O ator Ricardo Trêpa, neto do cineasta português Manoel de Oliveira. Considero que daria um bom exemplar de primo Basílio (personagem que não tenho conhecimento que tenha interpretado). Foto: Caras Portugal.
"O Alves Coutinho extasiou-se sobre a abundância das travessas de doce; havia creme crestado a ferro de engomar, um prato de ovos queimados, aletria com as iniciais do Conselheiro desenhadas à canela."
(O Primo Basílio, Col. Abril, p. 374, anotações Paulo Franchetti)
Estava em preparativos para um post sobre O Primo Basílio, de Eça de Queirós, para a minha série temática Entre quatro paredes, o oponente como marido, quando ocorreu-me fazer um post-aperitivo.
Ovos queimados, foto da revista Deguste
É que, na minha opinião, este romance é um verdadeiro BANQUETE para os sentidos. Enquanto Flaubert apelou à moral da sociedade em Madame Bovary e Machado de Assis, à tragédia dos ciúmes em Dom Casmurro, Eça nos convoca a averigüar as necessidades da carne. Assim, sabemos detalhes tais como o de que Luísa, ao ser pedida em casamento por Jorge, sentiu os seios se dilatarem, com o contato quente das mãos dele nas suas. Sabemos igualmente que Juliana, magra e doentia que era, tratava com certo respeito a cozinheira porque esta lhe preparava caldinhos e até fazia bifes escondidos para ela. E que dona Felicidade não podia usar espartilho à noite porque sofria de dispepsia e de gases (que deviam ser decorrência de um absurdo excesso de peso).
Cena do filme Singularidades de uma rapariga loura, de Manoel de Oliveira, com Ricardo Trêpa e Catarina Wallenstein
Aliás, a ávida Juliana se deleita em extorquir os patrões também na despensa:
"Consolava-se então com regalos de gulodice. Durante todo o dia debicava sopinhas, croquetes, pudinzinhos de batata. Tinha no quarto gelatina e vinho do Porto. Em certos dias mesmo queria caldos de galinha à noite." (O primo Basílio, Col. Abril, p. 413)

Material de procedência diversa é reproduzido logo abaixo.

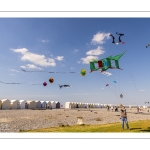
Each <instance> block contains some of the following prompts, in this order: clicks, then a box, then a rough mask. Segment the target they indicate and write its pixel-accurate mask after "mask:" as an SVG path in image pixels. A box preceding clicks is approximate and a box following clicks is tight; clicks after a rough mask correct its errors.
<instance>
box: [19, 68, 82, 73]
mask: <svg viewBox="0 0 150 150" xmlns="http://www.w3.org/2000/svg"><path fill="white" fill-rule="evenodd" d="M21 69H22V68H21ZM22 71H24V72H47V73H79V72H49V71H33V70H32V71H27V70H24V69H22Z"/></svg>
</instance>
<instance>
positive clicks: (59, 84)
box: [59, 84, 70, 89]
mask: <svg viewBox="0 0 150 150" xmlns="http://www.w3.org/2000/svg"><path fill="white" fill-rule="evenodd" d="M59 87H60V89H61V88H62V87H70V85H60V84H59Z"/></svg>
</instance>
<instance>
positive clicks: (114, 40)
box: [109, 34, 116, 43]
mask: <svg viewBox="0 0 150 150" xmlns="http://www.w3.org/2000/svg"><path fill="white" fill-rule="evenodd" d="M109 36H111V37H112V43H116V42H115V37H114V36H113V35H112V34H110V35H109Z"/></svg>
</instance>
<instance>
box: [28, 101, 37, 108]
mask: <svg viewBox="0 0 150 150" xmlns="http://www.w3.org/2000/svg"><path fill="white" fill-rule="evenodd" d="M27 104H28V109H36V102H35V101H33V100H27Z"/></svg>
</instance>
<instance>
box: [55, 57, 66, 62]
mask: <svg viewBox="0 0 150 150" xmlns="http://www.w3.org/2000/svg"><path fill="white" fill-rule="evenodd" d="M63 58H64V56H57V57H56V58H55V59H57V60H59V61H62V60H63Z"/></svg>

Porém nada se compara ao banquete oferecido pelo Conselheiro, cuja culminância, após uma sopa de entrada, seguida de um cozido e de uma perna de vitela assada, regada a muito champanhe e um desfile de doces (acima descritos), é a mesa dos licores, servidos pela Filomena, a linda empregada com quem o Conselheiro vive amigado.
O BIFE do título deste post, entretanto, não tem nada de gastronômico. Foi uma frase de um personagem, ao comentar que Basílio tinha voltado da Inglaterra muito "bife", ou seja, muito inglesado, mas ele remete a outro post, que pretendo fazer, sobre mais uma característica deliciosa do livro: a linguagem.